“Opportunities improve greatly if you create an alliance between those who want to protect the election and those who want to preserve your confidence in the public markets: suddenly you have strange bedfellows,” said Sen. Mark Warner, D-Va., who also chairs the Intelligence Committee.
Warner spent decades in the technology world, co-founding the company that became Nextel, before presiding over the last election from his role as president of Intel, where he witnessed firsthand the influx of foreigners. Although he praised the first step taken by Google to protect the public against the mind-boggling follies created by AI, he emphasized that it fell short.
“My concern is that each platform makes its own decisions about what’s included and what’s not. We’ve seen it before,” Warner said. “That doesn’t work.”
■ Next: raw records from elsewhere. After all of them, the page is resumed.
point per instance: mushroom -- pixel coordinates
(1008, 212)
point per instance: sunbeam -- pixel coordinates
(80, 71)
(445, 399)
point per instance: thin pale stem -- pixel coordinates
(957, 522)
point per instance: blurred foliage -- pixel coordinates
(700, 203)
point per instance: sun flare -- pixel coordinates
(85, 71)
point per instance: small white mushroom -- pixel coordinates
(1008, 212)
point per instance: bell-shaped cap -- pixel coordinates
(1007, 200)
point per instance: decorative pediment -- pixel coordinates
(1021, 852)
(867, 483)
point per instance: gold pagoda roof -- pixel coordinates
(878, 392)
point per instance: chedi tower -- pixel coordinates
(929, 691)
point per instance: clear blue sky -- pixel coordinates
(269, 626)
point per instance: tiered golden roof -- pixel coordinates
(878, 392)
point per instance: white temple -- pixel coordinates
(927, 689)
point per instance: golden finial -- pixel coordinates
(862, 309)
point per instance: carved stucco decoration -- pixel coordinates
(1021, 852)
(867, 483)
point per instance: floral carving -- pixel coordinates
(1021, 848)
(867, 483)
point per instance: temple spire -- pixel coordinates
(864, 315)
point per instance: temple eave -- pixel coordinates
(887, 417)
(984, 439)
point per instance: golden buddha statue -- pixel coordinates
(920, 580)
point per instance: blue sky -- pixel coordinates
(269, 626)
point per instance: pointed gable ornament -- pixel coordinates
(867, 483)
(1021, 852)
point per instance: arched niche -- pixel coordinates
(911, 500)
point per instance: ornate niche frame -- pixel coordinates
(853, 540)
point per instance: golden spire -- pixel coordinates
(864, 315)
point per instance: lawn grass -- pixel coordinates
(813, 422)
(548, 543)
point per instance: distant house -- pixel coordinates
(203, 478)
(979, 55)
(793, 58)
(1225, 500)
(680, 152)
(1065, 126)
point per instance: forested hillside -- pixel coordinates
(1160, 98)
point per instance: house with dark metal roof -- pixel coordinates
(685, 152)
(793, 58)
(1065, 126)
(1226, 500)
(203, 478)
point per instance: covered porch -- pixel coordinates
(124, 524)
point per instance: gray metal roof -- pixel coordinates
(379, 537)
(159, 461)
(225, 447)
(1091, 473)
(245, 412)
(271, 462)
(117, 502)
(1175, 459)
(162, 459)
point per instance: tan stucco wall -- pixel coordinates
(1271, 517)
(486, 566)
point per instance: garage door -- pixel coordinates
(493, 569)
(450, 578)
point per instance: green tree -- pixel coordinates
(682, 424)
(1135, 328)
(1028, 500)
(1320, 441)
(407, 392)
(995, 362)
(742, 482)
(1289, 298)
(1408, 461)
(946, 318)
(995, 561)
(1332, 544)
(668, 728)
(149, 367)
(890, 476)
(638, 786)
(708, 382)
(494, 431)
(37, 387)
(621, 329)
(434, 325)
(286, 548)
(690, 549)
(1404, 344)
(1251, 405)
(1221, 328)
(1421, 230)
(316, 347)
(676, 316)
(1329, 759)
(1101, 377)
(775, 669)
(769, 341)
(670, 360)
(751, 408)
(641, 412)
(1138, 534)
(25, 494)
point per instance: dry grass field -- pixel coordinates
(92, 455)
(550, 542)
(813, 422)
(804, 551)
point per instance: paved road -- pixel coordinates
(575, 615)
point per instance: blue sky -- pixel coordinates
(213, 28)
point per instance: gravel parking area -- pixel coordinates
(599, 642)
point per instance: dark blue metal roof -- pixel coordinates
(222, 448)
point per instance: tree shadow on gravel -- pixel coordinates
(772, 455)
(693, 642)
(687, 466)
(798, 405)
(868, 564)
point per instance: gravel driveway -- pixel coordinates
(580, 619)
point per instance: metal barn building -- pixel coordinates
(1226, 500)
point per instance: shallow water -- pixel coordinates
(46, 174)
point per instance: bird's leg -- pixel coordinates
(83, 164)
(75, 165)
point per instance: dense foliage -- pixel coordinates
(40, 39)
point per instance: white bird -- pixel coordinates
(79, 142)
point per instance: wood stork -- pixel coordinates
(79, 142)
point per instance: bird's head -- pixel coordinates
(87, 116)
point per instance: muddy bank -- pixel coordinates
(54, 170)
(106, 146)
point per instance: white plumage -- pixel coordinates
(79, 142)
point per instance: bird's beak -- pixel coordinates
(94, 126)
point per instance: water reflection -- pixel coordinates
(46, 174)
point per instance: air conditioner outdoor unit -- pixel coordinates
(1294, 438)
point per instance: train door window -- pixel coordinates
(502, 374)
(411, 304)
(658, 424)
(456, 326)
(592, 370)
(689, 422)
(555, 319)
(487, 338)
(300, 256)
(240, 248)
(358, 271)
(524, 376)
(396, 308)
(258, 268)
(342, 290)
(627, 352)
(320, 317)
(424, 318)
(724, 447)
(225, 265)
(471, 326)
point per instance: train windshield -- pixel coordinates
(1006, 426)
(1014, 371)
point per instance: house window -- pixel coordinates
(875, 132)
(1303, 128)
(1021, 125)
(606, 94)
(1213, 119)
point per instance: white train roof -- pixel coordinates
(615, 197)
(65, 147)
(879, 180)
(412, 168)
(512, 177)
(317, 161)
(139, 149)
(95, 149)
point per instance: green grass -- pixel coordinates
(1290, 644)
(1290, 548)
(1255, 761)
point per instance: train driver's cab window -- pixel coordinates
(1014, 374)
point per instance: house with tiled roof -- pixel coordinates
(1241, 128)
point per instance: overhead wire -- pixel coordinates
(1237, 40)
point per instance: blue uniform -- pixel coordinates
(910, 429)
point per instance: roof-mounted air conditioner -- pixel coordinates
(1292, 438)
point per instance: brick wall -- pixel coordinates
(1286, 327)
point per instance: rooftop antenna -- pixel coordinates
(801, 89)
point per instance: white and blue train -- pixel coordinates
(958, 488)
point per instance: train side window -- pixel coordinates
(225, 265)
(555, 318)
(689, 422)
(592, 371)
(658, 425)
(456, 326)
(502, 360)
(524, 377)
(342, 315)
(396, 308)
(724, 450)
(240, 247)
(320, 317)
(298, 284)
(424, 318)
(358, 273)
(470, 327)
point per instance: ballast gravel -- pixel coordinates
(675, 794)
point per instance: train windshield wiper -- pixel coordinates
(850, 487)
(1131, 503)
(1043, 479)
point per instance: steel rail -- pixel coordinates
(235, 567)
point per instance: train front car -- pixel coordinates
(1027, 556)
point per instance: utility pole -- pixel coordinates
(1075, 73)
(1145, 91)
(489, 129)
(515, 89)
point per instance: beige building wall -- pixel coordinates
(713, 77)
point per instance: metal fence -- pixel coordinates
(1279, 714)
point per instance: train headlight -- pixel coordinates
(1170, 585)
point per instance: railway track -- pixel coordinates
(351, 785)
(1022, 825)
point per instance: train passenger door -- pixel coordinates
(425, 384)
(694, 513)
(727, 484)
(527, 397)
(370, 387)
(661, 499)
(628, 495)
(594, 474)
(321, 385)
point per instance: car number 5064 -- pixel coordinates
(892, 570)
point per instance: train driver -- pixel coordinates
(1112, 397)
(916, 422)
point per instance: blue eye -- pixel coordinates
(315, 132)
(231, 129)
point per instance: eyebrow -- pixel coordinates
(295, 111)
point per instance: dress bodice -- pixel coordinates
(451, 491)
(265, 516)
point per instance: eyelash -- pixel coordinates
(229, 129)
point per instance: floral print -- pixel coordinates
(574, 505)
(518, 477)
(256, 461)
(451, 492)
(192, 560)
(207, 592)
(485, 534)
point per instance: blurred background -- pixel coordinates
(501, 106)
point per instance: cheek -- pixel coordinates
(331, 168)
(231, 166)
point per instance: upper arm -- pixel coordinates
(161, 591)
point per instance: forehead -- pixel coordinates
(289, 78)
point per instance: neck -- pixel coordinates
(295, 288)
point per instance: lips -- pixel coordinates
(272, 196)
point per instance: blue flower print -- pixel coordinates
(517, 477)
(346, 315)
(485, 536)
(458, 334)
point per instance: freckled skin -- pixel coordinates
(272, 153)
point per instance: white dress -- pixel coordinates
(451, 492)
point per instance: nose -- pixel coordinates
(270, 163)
It may not have worked before, but that doesn’t mean the US Congress hasn’t done anything about it. That’s how Twitter (now X) went from banning political ads in the 2022 legislative elections to deciding to allow them in 2024, as reported by Reuters. Some digital platforms also change their policies at will.
Chasing the money that technology brings
While the millionaires and billionaires that Schumer calls out have a lot of money, either theirs or their investors’, the government does not. Or, at least, lawmakers aren’t pouring billions into this burgeoning field of generative AI to try to outwit the private sector.
“We have seen very little investment in this regard. So you have to compare it with the money OpenAI makes and the amount of investment they attract… with, you know, the small amount of Darpa (Defense Advanced Research Projects Agency) staff or financial support that support this research,” highlighted Siwei Lyu, professor of Innovation at the State University of New York at Buffalo, in the Department of Computer Science and Engineering.
“This is an astronomical imbalance in these numbers, so we need the government to pay more attention and invest in technologies that can compensate for this situation,” said Lyu.
Although Lyu and other academics have been calling for investments in these countertechnologies for years, Congress has been hesitant. And now Schumer is giving her camera microphones to wealthy CEOs. Lyu has been in media forensics for two decades and has seen this before.
“It’s the classic confrontation between capitalism, making money and turning it into profit, versus social goods,” Lyu said. “There needs to be more active government participation in this process.”
Once a digitally ignorant chamber, now, after a summer studying AI, most senators feel knowledgeable enough on the subject to file a few complaints for Silicon Valley giants . But this week, senators known for their insufferable ability to fill dead time with the sound of their own voices will once again have to sit through a synthetic debate on artificial intelligence.
But when they talk, the generative AI listens. Then he will remake our real world in his hyper-partisan image, and that is a problem that party leaders have not addressed. Because, at the moment, artificial intelligence can change many aspects, but it has not yet damaged the usual politics in Washington.